さらに以下の工程（ｅ）～（ｇ）を備えたことを特徴とする請求項７又は８記載の判定方法。
（ｅ）抗体が接触した組織部位の細胞数をカウントする工程；
（ｆ）蛍光画像を基に、蛍光粒子１粒子を特定し、該蛍光粒子１粒子に対応する補正蛍光画像内の蛍光粒子１粒子の平均蛍光輝度を計測する工程；
（ｇ）補正蛍光画像内の全蛍光輝度を、前記蛍光粒子１粒子の平均蛍光輝度で除して蛍光粒子数を求め、該蛍光粒子数を工程（ｅ）でカウントした細胞数で除し、１細胞あたりの蛍光粒子数を算出する工程；
蛍光粒子が有する明滅性を利用して、蛍光粒子１粒子を特定することを特徴とする請求項９記載の判定方法。
以下の（Ａ）～（Ｄ）を備えたことを特徴とするがん発症又はがん発症リスクの判定システム。

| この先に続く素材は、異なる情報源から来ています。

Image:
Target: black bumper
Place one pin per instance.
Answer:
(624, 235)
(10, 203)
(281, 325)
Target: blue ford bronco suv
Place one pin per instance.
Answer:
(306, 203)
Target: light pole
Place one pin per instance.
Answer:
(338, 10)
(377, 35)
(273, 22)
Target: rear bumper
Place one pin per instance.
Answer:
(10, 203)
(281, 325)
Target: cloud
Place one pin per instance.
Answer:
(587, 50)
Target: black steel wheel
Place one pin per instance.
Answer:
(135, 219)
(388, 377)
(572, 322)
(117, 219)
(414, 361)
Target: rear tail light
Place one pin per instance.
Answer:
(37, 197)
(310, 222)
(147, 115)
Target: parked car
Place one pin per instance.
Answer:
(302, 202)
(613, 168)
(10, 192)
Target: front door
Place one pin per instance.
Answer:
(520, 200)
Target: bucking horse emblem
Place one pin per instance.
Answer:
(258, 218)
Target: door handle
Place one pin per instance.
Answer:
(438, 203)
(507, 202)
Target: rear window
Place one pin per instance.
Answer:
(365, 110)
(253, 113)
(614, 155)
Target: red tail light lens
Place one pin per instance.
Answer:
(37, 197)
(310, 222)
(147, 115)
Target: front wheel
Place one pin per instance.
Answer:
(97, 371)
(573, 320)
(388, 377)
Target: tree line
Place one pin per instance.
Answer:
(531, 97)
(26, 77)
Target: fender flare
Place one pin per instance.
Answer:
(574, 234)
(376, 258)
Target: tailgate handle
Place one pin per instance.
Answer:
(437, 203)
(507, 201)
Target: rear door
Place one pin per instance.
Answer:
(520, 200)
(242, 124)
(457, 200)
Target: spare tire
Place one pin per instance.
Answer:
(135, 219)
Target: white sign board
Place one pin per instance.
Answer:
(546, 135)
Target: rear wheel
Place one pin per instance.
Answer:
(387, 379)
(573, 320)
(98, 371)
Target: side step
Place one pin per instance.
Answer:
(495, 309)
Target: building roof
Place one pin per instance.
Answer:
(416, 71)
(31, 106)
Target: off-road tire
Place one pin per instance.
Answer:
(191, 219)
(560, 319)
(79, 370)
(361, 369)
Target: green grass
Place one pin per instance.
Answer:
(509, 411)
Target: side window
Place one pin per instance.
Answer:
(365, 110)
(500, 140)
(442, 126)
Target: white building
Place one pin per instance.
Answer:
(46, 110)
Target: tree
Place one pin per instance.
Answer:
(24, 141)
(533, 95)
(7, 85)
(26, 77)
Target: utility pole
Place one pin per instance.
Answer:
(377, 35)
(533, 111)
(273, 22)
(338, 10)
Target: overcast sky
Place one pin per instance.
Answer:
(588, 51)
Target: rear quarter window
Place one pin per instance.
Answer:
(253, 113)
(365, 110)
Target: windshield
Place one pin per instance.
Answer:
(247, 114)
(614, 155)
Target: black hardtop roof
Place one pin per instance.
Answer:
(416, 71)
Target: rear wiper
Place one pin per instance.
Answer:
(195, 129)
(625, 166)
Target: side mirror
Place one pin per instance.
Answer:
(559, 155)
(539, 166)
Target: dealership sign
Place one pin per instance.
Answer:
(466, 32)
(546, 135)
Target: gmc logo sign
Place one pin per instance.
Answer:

（Ａ）蛍光物質で標識されたがんの増殖制御因子又は転移制御因子を認識する抗体；
（Ｂ）励起光照射手段；
（Ｃ）蛍光画像取得手段；
（Ｄ）蛍光画像取得用バンドパスフィルタ；
がんの増殖制御因子又は転移制御因子を認識する抗体がＰＡＲ１（protease activated receptor 1）であることを特徴とする請求項１１記載の判定システム。
さらに、（Ｅ）細胞核蛍光画像を取得するバンドパスフィルタ；を備えたことを特徴とする請求項１１又は１２記載の判定システム。
蛍光物質が、蛍光粒子であることを特徴とする請求項１１～１３のいずれか記載の判定システム。
蛍光粒子が、量子ドット蛍光粒子であることを特徴とする請求項１４記載の判定システム。